3. Un interprète est également désigné lorsqu’il s’avère nécessaire de traduire un document rédigé en langue étrangère et non accompagné d’une traduction certifiée.
(...) »
Article 113 § 9
« Les notifications à effectuer à l’accusé, à l’assistente et aux parties civiles peuvent être adressées à leurs conseils ou avocats respectifs. Font exception à cette règle les notifications concernant l’accusation (...) et le jugement de condamnation (...), lesquels doivent cependant être également portés à la connaissance de l’avocat ou du défenseur commis d’office ; dans un tel cas, le délai fixé pour la pratique d’un acte de procédure se compte à partir de la dernière notification. »
Article 411 § 1
« Le délai d’introduction des recours est de quinze jours. Ce délai se compte à partir du jour de la notification de la décision ou, s’il s’agit d’un jugement de condamnation, de son dépôt au greffe. (...) »
Article 425 § 6
« L’arrêt est porté à la connaissance des recourants, des intimés et du ministère public. »
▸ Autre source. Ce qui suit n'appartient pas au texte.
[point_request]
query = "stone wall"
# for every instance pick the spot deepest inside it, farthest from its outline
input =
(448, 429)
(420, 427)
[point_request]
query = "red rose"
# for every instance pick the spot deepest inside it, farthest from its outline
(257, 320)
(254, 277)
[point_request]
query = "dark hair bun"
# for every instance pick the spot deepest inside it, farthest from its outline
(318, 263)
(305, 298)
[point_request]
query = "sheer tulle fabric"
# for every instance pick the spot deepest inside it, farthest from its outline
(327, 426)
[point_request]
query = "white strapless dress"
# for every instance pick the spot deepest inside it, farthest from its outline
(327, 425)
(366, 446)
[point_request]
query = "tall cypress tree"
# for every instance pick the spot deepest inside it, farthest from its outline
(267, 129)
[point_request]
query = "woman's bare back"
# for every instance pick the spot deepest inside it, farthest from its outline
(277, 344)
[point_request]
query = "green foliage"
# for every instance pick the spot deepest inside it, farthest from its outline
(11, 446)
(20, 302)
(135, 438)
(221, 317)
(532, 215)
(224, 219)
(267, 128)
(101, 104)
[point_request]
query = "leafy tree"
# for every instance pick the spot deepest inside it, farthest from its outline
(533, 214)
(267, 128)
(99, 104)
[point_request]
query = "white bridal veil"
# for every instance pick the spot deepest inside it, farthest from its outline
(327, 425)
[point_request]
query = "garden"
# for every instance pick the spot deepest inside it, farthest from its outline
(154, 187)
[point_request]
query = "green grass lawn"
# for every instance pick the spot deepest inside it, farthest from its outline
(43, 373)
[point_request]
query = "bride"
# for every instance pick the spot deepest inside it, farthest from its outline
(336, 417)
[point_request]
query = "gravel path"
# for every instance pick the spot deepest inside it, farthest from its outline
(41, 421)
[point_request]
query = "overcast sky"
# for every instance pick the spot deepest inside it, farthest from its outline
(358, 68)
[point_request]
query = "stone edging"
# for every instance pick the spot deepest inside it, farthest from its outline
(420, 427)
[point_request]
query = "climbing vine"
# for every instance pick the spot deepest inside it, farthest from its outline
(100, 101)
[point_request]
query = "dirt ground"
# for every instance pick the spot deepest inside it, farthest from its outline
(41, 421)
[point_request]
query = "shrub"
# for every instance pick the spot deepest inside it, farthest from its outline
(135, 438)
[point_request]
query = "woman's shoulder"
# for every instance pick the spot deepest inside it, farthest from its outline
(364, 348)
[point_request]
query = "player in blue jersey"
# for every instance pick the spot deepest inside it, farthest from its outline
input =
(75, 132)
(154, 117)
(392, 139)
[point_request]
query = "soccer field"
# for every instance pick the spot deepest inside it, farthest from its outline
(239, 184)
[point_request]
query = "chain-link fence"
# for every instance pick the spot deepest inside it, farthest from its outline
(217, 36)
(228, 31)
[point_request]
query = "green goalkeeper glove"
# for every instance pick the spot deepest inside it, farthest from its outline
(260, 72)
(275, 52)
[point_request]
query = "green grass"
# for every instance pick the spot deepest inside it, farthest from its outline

B. La jurisprudence du Tribunal constitutionnel
38. Dans son arrêt nº 476/04 du 2 juillet 2004, publié au Journal officiel du 13 août 2004, le Tribunal constitutionnel considéra que les articles 113 § 9, 425 § 6 et 411 § 1 du code de procédure pénale étaient contraires à l’article 32 de la Constitution, qui protège les droits de la défense, lorsque interprétés dans le sens qu’il ne serait pas nécessaire d’adresser une notification personnelle à l’accusé même lorsque le droit au recours est en cause.
EN DROIT
I. SUR LA VIOLATION ALLÉGUÉE DE L’ARTICLE 6 §§ 1 ET 3 DE LA CONVENTION
39. Le requérant allègue plusieurs violations des principes du procès équitable ainsi que de ses droits de la défense, garantis par l’article 6 §§ 1 et 3 de la Convention, qui se lisent notamment ainsi :
« 1. Toute personne a droit à ce que sa cause soit entendue équitablement (...) par un tribunal indépendant et impartial (...) qui décidera (...) du bien-fondé de toute accusation en matière pénale dirigée contre elle.
(...)
3. Tout accusé a droit notamment à :
(...)
c) se défendre lui-même ou avoir l’assistance d’un défenseur de son choix et, s’il n’a pas les moyens de rémunérer un défenseur, pouvoir être assisté gratuitement par un avocat d’office, lorsque les intérêts de la justice l’exigent ;
d) interroger ou faire interroger les témoins à charge et obtenir la convocation et l’interrogation des témoins à décharge dans les mêmes conditions que les témoins à charge ;
e) se faire assister gratuitement par un interprète, s’il ne comprend pas ou ne parle pas la langué employée à l’audience. »
40. Le Gouvernement s’oppose à cette thèse.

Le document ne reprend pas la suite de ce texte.